Nonetheless, we are all different as human beings so it is normal that caffeine can have very different effects depending on the individual. If you are experiencing anxiety and think that it may worsen due to caffeine, perhaps you can try switching from coffee to matcha. Matcha tea can provide a more gentle energy boost without the jitters that typically accompany coffee intake.
“Caffeine consumption prior to exercise improved all measured parameters of physical performance [in a group of] athletes”.
Caffeine and sleep
Our body produces a hormone called adenosine, which plays an important role in deep sleep.In fact, it turns out that caffeine consumption can actually block the effects of adenosine.

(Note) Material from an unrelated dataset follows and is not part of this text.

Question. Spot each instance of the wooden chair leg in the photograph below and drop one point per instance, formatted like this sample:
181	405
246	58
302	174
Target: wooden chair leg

Caffeine binds to the adenosine receptors in our brain therefore lowering adenosine levels. It also affects the levels of other hormones involved in sleep such as dopamine, serotonin, GABA and noradrenaline. Moreover, caffeine can decrease melatonin levels given that both are metabolised by the liver.
Furthermore, caffeine consumption later in the day or in the evening can affect sleep quality. However, it appears that regular caffeine consumers develop a tolerance to the substance. Consequently, this lowers their susceptibility to the negative effects of caffeine on sleep over time.
Therefore, if you are sensitive to the effects of caffeine, it may be a good idea to monitor the amount and timing of your intake, as mentioned previously regarding caffeine’s half-life.
Caffeine, pregnancy and fertility
Much like caffeine can cross the blood brain barrier from the bloodstream into the brain and spinal cord, it can also cross the placenta in a mother’s womb.
In fact, an expectant mother’s intake of caffeine directly passes onto the foetus. Moreover, if the mother’s intake is high, high caffeine blood levels will result in her foetus. Consequently, this can reduce oxygen levels and blood flow, increasing the likelihood of miscarriage and low birth weight.
For this reason, pregnant and breastfeeding women should limit their caffeine intake to a maximum of 200 mg per day. Alternatively, some pregnant individuals choose to avoid caffeine altogether.
It is recommended that in any case, pregnant and breastfeeding women discuss their caffeine intake with their doctor in order to determine what is most appropriate for them.